Honore de Balzac: Cousin Betty

1. PART I: THE PRODIGAL FATHER (continued)

The two functionaries bowed to the magnate's injunctions.

"You, come here, miserable cur!" said Hulot in a low voice to Marneffe, taking him by the arm and drawing him closer. "It is not I, but you, who will be the murderer! You want to be head-clerk of your room and officer of the Legion of Honor?"

"That in the first place, Chief!" replied Marneffe, with a bow.

"You shall be all that, only soothe your wife and dismiss these fellows."

"Nay, nay!" said Marneffe knowingly. "These gentlemen must draw up their report as eyewitnesses to the fact; without that, the chief evidence in my case, where should I be? The higher official ranks are chokeful of rascalities. You have done me out of my wife, and you have not promoted me, Monsieur le Baron; I give you only two days to get out of the scrape. Here are some letters--"

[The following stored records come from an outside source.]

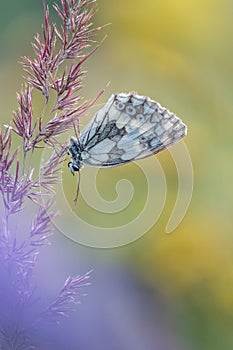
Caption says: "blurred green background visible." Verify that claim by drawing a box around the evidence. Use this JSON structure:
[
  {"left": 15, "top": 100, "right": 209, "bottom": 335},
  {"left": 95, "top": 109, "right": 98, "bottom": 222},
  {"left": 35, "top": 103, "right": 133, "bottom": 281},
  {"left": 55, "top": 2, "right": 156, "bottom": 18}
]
[{"left": 0, "top": 0, "right": 233, "bottom": 350}]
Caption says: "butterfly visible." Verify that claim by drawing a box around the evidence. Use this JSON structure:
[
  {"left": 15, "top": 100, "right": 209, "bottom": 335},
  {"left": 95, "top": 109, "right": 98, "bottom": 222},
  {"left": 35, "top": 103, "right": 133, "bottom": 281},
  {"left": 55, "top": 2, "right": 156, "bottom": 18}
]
[{"left": 67, "top": 93, "right": 187, "bottom": 175}]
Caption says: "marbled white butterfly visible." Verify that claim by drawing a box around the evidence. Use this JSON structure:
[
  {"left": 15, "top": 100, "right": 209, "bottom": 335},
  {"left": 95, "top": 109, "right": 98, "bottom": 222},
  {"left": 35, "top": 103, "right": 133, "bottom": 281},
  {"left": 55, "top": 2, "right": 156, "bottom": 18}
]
[{"left": 67, "top": 93, "right": 187, "bottom": 175}]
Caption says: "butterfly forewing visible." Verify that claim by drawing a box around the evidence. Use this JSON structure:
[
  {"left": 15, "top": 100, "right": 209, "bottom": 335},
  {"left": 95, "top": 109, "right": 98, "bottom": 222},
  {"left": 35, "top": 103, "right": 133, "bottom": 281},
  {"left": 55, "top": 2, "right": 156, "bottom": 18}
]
[{"left": 80, "top": 93, "right": 187, "bottom": 168}]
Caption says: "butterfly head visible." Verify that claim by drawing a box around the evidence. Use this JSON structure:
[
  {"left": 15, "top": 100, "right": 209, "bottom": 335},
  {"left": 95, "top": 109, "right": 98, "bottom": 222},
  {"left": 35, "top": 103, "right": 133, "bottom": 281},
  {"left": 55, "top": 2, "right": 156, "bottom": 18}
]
[{"left": 67, "top": 137, "right": 83, "bottom": 175}]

"Some letters!" interrupted Hulot.

"Yes; letters which prove that you are the father of the child my wife expects to give birth to.--You understand? And you ought to settle on my son a sum equal to what he will lose through this bastard. But I will be reasonable; this does not distress me, I have no mania for paternity myself. A hundred louis a year will satisfy me. By to-morrow I must be Monsieur Coquet's successor and see my name on the list for promotion in the Legion of Honor at the July fetes, or else--the documentary evidence and my charge against you will be laid before the Bench. I am not so hard to deal with after all, you see."

"Bless me, and such a pretty woman!" said the Justice of the Peace to the police constable. "What a loss to the world if she should go mad!"

"She is not mad," said the constable sententiously. The police is always the incarnation of scepticism.--"Monsieur le Baron Hulot has been caught by a trick," he added, loud enough for Valerie to hear him.